Click Chat in the sidebar to open the chat home page. From there, you can start a new conversation or browse your conversation history.

Starting a Conversation

The chat home page has everything you need to begin. To get a conversation going:

  1. Select a language. Choose which language you want to practice from the dropdown. The selector is organized into three groups: your languages (ones you've studied or chatted in before), featured languages (40 languages with full teaching configurations that give the AI grammar rules, teaching strategies, writing system notes, formality conventions, and regional variations), and other languages (everything else, expandable on demand). The AI can still converse in "other" languages, but it does so without the extra teaching data, so quality depends on the model's own proficiency.
  2. Choose a model. Pick which AI model to use.

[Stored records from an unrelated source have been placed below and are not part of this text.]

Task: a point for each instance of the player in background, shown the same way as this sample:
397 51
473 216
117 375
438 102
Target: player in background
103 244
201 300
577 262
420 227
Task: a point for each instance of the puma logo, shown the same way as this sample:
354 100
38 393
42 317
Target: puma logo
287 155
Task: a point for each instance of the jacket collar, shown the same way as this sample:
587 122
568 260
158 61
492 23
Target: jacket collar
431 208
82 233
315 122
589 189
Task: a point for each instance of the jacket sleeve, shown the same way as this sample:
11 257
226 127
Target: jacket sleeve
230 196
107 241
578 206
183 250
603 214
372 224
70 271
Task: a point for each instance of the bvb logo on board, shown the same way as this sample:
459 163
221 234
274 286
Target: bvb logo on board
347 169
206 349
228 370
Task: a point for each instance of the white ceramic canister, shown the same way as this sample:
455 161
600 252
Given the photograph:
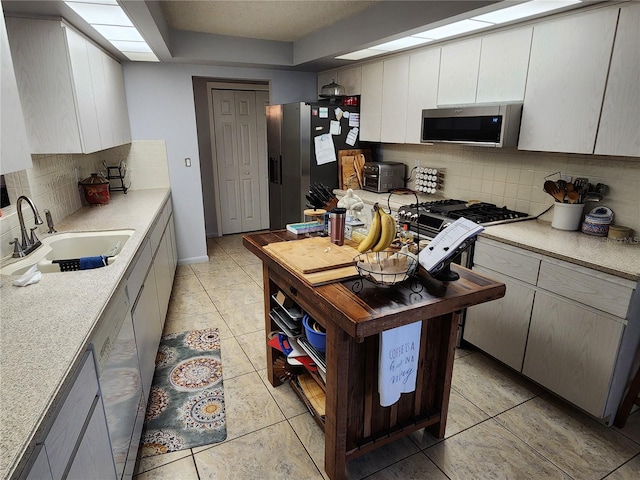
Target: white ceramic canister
567 216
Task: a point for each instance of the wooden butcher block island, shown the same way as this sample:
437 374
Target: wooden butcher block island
354 422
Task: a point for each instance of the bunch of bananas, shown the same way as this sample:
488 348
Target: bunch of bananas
382 231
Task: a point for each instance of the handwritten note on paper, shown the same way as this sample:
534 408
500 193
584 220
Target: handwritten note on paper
446 242
352 136
398 362
325 150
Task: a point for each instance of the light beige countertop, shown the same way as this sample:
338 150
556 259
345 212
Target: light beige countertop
45 328
599 253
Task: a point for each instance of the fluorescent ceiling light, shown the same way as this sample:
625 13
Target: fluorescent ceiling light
399 44
101 14
125 46
524 10
456 28
359 55
110 21
112 32
141 57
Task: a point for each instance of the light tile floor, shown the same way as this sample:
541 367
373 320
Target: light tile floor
500 426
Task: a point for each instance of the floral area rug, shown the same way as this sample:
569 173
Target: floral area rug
186 403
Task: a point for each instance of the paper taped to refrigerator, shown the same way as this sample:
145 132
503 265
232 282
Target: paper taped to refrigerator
325 151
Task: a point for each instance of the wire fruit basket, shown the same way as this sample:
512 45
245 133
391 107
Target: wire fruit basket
386 267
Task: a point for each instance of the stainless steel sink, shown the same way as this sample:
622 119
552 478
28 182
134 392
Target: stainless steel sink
71 245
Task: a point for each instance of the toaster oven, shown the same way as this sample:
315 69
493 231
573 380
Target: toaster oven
382 177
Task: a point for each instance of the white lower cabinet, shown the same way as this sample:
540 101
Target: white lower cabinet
78 441
508 315
564 326
572 351
90 460
148 329
149 285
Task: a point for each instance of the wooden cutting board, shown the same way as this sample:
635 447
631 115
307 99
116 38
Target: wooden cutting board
350 163
314 254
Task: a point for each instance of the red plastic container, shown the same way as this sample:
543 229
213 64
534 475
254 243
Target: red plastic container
96 189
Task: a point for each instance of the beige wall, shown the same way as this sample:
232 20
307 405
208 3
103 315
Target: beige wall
515 179
52 182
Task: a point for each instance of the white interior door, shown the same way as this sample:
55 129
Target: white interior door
238 162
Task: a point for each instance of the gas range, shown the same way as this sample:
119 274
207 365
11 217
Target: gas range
429 218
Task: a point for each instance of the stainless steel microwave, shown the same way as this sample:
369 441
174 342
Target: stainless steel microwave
486 125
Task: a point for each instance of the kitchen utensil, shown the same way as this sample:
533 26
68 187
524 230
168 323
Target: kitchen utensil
602 189
580 185
573 196
591 197
552 189
619 232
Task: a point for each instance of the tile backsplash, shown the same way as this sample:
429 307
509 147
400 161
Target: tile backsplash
52 182
512 178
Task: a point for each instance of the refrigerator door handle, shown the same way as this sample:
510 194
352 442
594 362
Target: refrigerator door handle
275 170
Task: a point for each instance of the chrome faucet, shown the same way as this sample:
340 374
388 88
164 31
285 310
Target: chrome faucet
28 244
47 214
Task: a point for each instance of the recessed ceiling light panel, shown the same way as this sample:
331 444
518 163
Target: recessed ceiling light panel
101 14
399 44
524 10
112 32
359 55
456 28
110 21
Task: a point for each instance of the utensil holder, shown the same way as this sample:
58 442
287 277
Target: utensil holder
567 216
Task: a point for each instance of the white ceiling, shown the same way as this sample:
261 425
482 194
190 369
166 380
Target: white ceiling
284 21
296 34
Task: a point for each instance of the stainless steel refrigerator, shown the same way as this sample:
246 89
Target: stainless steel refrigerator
293 166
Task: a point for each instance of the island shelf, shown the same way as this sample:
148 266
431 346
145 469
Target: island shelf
354 422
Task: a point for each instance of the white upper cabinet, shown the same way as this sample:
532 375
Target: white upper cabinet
81 65
325 78
566 82
504 61
72 92
15 153
371 102
619 131
459 63
350 79
424 68
395 84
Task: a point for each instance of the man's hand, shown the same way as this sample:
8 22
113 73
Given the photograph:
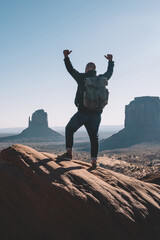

Your subscription includes GPT-4o Mini (OpenAI) and Gemini 2.0 Flash (Google). Additional models from OpenAI, Anthropic, and Google unlock when you add your own API key (see BYOK).
  3. Attach deck context (optional). Attach a whole deck, specific sections, or hand-picked cards to give the AI access to your vocabulary and study progress. See Deck Context for details on what information the AI receives.
  4. Type your message or pick a suggestion. Type your own prompt, or click one of the suggestion chips for a quick start.

Once you send your first message, the conversation is created and you're taken to the conversation view.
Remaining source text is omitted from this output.